Circa il 18% di tutte le società dell’MSCI World è soggetto a un’aliquota fiscale inferiore al 15% (Ø negli ultimi tre anni finanziari rendicontati per escludere oscillazioni a breve termine). Insieme rappresentano un peso nell’indice del 22,9 % (cfr. tabella seguente). Le basse aliquote d’imposta riguardano in particolare settori quali l’immobiliare e il finanziario, l’IT, la sanità e i beni di consumo. Se escludiamo i titoli finanziari, perché in parte dispongono di vantaggi fiscali (REIT) previsti dalla legge, si può affermare che i proventi influenzati negativamente dall’imposta minima sono nell’ordine di grandezza del 5% circa.
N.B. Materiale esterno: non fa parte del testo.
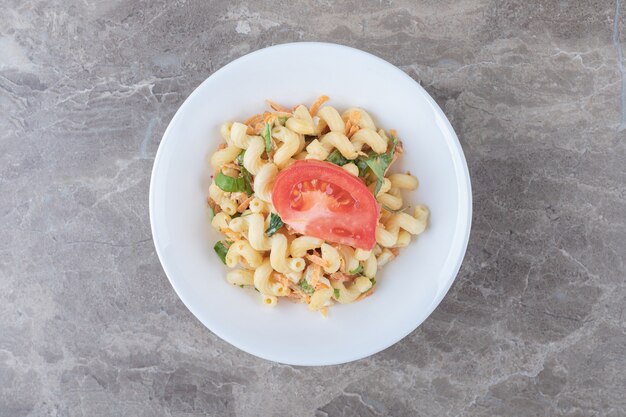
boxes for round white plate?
[150,43,472,365]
Il rendimento complessivo del capitale (ROIC), che include gli utili di esercizio al netto delle imposte, si riduce, con un effetto tendenziale negativo sui corsi delle azioni (ceteris paribus).
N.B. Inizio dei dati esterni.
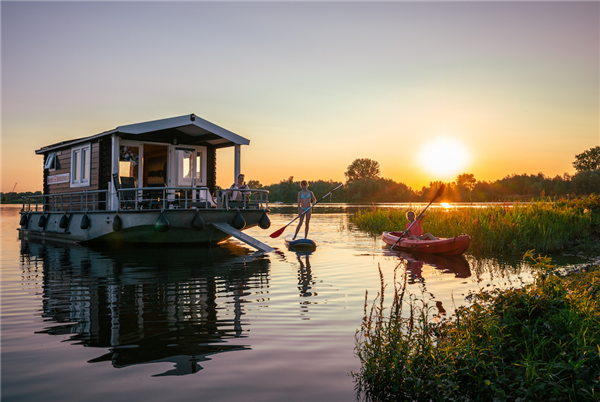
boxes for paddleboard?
[285,235,317,251]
Al momento, nei nostri fondi a gestione attiva non sono presenti “posizioni con imposizione più bassa”, come Carnival, Seagan o Blackberry. Grazie al nostro approccio di ricerca fondamentale e bottom-up, filtriamo per tempo i possibili problemi, anche per quanto riguarda l'”imposta minima”.

 

Società per settore nel MSCI World con un’aliquota fiscale inferiore al 15%

Settore Aliquota fiscale media (3 anni) Numero di aziende Peso totale nell’indice in %
Comunicazione 10.3% 10 3.45%
Beni di prima necessità 7.4% 28 3.62%
Beni voluttuari 11.7% 6 0.29%
Energia 11.5% 7 0.24%
Finanza 9.0% 36 1.80%
Salute 9.3% 35 4.43%
Industria 12.1% 28 1.22%
Informatica 9.4% 45 4.73%
Materiali 11.8% 10 0.28%
Immobiliare 3.4% 62 1.97%
Servizi di pubblica utilità 10.4% 16 0.84%
Totale 8.36% 283 22.88%
 Fonte: Global Industry Classification Standard (GICS)/Swisscanto Invest

 

Conclusione

  • Le finanze statali hanno urgente bisogno di sostegni a seguito degli stimoli del COVID. Ciò ha portato al consenso su un coordinamento fiscale a livello OCSE in merito alla tassazione minima da parte delle imprese.
  • Ora, con il 15%, tale imposta minima globale è ancora più bassa di quella di Biden e del 21% precedentemente promosso.
  • Dal punto di vista degli investitori, le imposte più elevate devono essere valutate generalmente in modo negativo a causa della compromissione della capacità di rendimento (ROIC) e della valutazione azionaria.
  • L’attenzione dell’imposta minima è rivolta alle società multinazionali a causa del trasferimento dei profitti nei paesi a bassa tassazione. La nostra ricerca ha individuato grandi differenze tra i singoli settori e anche all’interno di essi in termini di imposizione fiscale media. Le più colpite dalla nuova imposizione saranno le grandi aziende del settore IT e sanitario.
  • Poiché anche le singole aziende sono colpite in misura diversa all’interno dei settori, è estremamente importante analizzarle in modo approfondito nel contesto della imposta minima.